Instruments used as classification instruments rather than assessment tools for AHSP were excluded. Examples of such instruments are the Manual Ability Classification Instrument (MACS)  and the House classification .
Some instruments, such as the COPM and the GAS can be used to assess individual goals of patients. These instruments can be used to assess AHSP (whenever the individual goals are arm-hand activities) and have been demonstrated to be valuable in the assessment of AHSP . Therefore, these instruments were included in this review, in contrast to other reviews [69, 74]. This gives a more complete overview, of all instruments available. Moreover, individual goal setting instruments are valuable since they reflect the improvement of AHSP on the tasks which are most important for the patient.
This systematic review has some limitations that have to be addressed. One limitation might be the fact that the articles retrieved from the search strategy were divided among four reviewers.

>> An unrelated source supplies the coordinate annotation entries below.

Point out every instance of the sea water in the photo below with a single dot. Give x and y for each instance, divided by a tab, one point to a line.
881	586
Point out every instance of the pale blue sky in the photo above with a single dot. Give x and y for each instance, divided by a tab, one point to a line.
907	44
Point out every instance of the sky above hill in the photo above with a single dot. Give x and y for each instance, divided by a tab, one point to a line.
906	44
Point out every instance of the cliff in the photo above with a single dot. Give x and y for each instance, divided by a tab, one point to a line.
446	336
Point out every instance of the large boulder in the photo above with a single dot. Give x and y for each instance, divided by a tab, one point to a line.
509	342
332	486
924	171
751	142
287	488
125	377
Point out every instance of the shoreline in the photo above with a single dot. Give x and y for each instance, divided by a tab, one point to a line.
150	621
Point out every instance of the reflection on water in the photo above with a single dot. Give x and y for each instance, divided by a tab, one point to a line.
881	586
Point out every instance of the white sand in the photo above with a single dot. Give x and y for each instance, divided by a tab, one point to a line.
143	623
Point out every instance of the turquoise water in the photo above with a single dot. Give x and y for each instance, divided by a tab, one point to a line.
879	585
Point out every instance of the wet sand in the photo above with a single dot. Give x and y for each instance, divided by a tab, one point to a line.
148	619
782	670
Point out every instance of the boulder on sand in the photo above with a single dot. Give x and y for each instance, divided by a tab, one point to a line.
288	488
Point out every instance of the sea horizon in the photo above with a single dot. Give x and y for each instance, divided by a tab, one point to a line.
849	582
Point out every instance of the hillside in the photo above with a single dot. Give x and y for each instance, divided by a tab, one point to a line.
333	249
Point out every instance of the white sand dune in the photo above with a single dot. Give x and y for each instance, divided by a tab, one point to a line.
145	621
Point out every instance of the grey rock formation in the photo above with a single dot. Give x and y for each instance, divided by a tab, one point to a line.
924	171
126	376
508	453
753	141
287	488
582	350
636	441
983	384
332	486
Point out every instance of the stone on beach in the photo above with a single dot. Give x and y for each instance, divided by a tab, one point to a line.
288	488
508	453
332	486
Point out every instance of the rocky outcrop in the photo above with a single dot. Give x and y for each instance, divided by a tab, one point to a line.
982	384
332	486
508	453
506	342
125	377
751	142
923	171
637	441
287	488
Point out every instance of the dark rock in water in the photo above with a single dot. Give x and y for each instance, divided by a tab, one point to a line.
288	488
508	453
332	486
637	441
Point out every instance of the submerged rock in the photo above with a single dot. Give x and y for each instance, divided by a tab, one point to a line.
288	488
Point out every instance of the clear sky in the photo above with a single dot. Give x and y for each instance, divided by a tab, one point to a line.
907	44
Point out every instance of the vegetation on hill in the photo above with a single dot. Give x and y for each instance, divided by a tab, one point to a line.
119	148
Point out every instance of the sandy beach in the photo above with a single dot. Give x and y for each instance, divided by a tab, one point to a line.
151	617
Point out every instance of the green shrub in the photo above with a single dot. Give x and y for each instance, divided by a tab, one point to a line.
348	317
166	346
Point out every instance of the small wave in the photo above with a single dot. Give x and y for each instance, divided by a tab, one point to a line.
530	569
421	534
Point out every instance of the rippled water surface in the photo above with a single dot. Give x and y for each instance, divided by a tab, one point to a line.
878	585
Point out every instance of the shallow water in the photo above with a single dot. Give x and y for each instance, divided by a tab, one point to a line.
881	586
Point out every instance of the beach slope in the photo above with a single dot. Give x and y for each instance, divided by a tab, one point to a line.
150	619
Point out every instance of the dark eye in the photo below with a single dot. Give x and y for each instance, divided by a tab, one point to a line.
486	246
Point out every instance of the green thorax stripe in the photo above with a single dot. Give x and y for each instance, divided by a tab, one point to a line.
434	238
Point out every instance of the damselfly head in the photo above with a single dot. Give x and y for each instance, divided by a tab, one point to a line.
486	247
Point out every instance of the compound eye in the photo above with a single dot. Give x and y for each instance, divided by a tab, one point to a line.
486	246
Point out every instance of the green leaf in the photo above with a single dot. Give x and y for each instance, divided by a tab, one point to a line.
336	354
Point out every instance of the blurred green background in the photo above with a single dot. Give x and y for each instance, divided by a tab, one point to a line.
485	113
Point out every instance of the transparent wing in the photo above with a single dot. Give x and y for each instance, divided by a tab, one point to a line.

However, strict a priori rules were applied in the selection and evaluation of articles and instruments, and in case of even the slightest doubt, the article was reviewed by another reviewer and if needed discussed among all four reviewers.
A second limitation might be that in this systematic review, instruments were included whenever they were reported to be valid and reliable. No criteria were applied to determine the methodological quality of the studies describing the psychometrics. However, the aim of this review was to identify and evaluate instruments available for assessing AHSP in patients with stroke or CP, rather than to give an extended overview of the psychometric properties of these instruments. The latter one is an important next step.